After three days of virtual voting, teachers, counsellors and librarians at the province's colleges voted 59.4 per cent in favour of a strike, to back contract demands.
The contract for academic staff, which covers full and partial load teachers, counsellors and librarians, expired in September 2021.
The Ontario Public Service Employees Union (OPSEU) represents 15,000 faculty, while the College Employer Council (CEC) bargains as the employer for all 24 colleges in Ontario.
Speaking on AM800's The Morning Drive, OPSEU Bargaining Team Chair JP Hornick says over two thirds of their faculty came out in favour of labour action.
"Not necessarily a strike to start out with. We're trying to build pressure not so much on the students but on the administrators where it belongs. Because the faculty demands are actually designed to support students in their learning and the employer has refused to consider them."
In a statement on their website, the CEC says just 68 per cent of staff cast a ballot in the strike vote.
“Even though only 40 per cent of the entire bargaining unit have expressed their support for a strike, the CAAT-A team now has their strike mandate,” the statement reads.
Hornick says if a strike becomes necessary, it's going to be because the employer continues to refuse to actually negotiate.
"We have an offer out there for voluntary interest arbitration. The employer has a path actually to avoid labour disruption altogether but at every stage of this process and what's been really frustrating is that every time we've offered de-escalation they've gone down the road of trying to ramp it up."
CEC says that during the pandemic, the Colleges have demonstrated an ongoing commitment to labour stability for faculty.
Faculty have not been laid off and new full-time positions have been filled, and they're urging the CAAT-A team not to jeopardize student learning during the winter semester.
Hornick says there are a number of outstanding issues at play, including workload improvement.

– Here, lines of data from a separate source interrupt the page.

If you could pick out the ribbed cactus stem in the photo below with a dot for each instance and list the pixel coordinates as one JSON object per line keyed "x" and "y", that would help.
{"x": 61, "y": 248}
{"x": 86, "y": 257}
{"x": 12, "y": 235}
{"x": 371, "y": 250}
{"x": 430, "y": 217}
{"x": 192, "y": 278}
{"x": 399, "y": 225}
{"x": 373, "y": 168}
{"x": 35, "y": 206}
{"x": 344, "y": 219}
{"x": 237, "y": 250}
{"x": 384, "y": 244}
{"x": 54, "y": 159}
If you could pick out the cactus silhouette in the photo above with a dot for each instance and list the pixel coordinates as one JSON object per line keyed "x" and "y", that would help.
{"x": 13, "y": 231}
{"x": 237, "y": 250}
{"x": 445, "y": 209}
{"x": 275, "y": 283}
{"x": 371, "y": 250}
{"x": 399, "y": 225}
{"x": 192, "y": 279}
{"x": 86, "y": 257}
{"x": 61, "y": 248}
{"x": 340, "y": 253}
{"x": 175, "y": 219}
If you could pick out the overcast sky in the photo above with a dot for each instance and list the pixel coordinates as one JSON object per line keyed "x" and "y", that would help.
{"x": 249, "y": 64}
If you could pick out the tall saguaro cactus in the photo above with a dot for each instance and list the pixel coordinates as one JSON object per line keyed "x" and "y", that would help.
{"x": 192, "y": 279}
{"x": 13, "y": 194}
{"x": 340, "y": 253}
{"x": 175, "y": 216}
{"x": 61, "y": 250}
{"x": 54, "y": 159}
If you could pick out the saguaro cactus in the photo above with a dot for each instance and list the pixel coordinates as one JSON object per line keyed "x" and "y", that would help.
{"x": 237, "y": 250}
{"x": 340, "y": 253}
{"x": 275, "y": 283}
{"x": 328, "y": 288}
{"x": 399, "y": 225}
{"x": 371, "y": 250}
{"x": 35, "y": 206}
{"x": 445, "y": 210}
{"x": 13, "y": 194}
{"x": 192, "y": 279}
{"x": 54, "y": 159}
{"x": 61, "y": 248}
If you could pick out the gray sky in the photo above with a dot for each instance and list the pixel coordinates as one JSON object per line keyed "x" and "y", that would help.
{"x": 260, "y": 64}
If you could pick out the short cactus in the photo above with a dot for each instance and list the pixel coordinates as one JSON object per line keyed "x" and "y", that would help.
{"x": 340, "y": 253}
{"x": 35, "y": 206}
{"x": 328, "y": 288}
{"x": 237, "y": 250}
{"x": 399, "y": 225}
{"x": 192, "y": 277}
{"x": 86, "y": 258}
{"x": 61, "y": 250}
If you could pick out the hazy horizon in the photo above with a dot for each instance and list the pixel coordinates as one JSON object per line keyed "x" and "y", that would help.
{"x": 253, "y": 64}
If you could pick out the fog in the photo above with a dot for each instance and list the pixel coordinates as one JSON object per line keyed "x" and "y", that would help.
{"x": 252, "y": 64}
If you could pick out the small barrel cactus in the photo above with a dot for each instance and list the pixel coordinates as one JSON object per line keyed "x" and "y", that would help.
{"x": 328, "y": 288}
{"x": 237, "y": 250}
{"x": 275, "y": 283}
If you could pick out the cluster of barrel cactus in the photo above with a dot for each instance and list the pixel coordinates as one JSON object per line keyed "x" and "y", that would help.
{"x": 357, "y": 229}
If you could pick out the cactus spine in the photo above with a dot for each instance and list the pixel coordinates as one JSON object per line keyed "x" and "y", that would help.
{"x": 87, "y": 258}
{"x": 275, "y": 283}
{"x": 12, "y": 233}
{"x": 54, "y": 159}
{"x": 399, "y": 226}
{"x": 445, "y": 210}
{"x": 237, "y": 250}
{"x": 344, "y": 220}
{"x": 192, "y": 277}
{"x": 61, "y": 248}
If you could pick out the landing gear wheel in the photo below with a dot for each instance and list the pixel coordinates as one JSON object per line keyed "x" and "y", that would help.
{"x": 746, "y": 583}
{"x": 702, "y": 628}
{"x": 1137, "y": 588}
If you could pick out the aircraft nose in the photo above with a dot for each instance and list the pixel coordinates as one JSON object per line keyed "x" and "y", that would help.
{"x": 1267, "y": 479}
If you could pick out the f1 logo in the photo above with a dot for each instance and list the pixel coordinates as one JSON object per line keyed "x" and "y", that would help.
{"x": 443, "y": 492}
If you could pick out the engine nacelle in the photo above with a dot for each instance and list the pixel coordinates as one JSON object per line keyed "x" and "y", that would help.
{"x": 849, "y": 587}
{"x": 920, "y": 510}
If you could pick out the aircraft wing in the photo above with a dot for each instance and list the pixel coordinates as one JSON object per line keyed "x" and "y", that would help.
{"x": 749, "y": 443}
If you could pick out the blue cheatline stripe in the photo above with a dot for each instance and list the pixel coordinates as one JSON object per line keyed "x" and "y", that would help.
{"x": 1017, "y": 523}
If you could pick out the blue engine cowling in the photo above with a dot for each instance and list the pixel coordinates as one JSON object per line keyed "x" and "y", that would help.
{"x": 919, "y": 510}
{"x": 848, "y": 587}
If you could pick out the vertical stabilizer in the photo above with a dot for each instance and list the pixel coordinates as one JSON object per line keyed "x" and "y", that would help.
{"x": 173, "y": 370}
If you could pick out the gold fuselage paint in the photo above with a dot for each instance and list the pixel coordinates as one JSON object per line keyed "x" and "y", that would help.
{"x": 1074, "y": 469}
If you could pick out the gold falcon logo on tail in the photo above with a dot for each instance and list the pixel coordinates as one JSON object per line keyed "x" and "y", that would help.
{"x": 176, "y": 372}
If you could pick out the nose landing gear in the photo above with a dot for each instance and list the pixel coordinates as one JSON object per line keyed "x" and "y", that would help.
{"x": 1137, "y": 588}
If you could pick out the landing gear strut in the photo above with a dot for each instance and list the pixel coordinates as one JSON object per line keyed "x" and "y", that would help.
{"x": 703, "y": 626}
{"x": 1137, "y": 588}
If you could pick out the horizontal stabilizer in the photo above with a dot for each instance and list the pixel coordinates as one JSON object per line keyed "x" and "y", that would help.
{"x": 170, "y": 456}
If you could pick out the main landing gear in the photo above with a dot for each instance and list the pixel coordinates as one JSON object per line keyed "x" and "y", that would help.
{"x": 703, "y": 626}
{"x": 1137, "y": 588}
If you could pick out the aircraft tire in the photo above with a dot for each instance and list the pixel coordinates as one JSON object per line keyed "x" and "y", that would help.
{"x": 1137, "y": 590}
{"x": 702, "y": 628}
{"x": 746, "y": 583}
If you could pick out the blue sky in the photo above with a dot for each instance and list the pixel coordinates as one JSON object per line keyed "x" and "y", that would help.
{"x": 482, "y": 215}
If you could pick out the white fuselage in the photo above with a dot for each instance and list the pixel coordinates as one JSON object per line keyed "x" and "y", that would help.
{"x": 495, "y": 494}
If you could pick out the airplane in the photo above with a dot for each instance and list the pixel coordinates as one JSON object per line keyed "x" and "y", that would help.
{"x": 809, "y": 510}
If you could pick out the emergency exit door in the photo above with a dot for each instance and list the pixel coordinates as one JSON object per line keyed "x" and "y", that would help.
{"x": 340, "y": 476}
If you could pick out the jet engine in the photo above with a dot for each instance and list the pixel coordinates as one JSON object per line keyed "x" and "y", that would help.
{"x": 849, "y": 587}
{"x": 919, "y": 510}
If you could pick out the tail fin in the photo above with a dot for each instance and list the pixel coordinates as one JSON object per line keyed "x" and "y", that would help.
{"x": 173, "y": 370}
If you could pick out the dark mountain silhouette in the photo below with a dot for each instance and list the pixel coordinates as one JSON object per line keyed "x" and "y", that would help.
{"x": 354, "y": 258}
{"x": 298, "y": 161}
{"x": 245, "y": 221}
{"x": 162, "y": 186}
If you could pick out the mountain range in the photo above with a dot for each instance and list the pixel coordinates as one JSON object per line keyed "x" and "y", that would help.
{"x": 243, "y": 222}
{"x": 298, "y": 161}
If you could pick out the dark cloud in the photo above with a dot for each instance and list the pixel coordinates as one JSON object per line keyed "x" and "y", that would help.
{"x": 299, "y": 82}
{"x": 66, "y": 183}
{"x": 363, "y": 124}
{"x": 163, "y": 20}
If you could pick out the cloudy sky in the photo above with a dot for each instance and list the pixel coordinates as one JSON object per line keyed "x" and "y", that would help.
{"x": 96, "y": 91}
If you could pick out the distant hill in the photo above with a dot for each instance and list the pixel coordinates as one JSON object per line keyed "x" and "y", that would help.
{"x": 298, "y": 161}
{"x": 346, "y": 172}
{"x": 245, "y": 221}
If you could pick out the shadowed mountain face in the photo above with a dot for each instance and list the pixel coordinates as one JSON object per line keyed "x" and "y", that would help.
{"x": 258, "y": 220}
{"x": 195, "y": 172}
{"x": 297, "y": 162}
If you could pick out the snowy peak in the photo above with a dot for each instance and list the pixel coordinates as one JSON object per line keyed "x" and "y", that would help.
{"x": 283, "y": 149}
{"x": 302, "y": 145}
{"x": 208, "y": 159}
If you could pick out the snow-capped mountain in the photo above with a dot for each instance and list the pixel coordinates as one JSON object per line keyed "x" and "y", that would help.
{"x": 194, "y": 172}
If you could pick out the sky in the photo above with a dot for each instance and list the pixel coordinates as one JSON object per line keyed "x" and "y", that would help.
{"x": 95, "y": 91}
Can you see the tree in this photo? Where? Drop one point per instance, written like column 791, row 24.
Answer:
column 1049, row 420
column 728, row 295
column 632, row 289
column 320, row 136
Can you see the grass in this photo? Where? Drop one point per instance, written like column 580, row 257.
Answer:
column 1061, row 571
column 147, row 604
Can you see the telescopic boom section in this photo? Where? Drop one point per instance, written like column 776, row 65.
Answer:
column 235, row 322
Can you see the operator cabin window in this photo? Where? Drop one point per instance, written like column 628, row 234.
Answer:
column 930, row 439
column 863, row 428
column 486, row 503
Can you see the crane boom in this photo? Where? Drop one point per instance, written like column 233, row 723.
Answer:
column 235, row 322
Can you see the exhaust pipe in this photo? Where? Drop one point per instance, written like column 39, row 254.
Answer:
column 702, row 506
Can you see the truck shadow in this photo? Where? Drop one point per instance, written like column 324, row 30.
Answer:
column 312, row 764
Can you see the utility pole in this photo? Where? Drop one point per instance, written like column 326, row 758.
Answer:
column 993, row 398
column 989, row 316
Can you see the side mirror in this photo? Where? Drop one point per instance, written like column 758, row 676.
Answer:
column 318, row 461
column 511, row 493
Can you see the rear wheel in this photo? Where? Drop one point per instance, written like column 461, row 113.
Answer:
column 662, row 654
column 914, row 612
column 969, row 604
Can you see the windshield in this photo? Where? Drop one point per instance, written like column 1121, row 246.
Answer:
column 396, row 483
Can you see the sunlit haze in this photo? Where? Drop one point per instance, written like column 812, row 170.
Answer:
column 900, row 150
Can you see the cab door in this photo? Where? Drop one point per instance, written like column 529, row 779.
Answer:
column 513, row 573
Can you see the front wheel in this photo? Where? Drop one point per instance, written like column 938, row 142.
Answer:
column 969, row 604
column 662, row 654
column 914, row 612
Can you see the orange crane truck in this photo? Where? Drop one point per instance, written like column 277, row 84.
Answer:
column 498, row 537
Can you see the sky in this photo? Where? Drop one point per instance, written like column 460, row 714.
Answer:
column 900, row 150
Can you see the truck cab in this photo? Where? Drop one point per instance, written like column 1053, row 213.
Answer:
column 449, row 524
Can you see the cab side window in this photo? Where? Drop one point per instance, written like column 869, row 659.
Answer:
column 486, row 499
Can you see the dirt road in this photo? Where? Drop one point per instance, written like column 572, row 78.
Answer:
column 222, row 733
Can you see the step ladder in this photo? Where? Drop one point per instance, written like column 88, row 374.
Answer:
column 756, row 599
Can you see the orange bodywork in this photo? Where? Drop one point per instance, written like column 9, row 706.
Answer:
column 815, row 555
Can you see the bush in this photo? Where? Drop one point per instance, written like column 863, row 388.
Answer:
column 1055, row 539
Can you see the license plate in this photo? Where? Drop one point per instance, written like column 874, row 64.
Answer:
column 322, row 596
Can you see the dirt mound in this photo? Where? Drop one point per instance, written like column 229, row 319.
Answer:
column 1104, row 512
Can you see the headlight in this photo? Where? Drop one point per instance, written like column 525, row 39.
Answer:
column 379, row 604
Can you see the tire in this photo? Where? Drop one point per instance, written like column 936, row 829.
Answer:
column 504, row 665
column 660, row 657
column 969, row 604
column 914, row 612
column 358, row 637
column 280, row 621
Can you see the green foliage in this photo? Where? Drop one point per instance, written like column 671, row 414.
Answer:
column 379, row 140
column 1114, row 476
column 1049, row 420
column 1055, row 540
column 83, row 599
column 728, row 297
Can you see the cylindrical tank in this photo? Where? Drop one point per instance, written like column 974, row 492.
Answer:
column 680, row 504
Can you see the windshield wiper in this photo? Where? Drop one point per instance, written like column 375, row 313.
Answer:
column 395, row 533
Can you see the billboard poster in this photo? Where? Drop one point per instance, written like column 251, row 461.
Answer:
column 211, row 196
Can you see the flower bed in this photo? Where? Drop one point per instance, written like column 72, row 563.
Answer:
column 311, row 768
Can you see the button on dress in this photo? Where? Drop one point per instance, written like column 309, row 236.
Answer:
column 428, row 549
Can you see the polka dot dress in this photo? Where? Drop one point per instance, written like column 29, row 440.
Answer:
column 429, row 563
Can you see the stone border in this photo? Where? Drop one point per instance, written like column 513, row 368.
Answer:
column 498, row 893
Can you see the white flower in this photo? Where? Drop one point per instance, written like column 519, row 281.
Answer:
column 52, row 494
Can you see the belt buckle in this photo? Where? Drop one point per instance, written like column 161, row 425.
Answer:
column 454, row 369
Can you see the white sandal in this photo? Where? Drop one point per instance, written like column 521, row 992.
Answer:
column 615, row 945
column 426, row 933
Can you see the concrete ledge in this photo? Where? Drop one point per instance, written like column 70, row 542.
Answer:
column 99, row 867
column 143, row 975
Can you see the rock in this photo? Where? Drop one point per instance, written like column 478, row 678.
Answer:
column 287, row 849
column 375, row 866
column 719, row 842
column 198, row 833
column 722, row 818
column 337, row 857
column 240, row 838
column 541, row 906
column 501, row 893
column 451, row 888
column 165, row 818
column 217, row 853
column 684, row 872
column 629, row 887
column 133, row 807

"We have preparation and evaluation factors that haven't changed since 1985 despite online learning, despite universal design and learning that's intended to support supports. Literally at the maximum we're given five minutes per week per student to evaluate their work."
Hornick says they've also proposed creating a workload task force that has a dispute resolution mechanism included, because they've had four of these task forces since 1985, all headed by the employer and none of them have managed to make changes to support students in classes.
Hornick hopes that this strike vote will be the CEC’s incentive to start negotiating for real.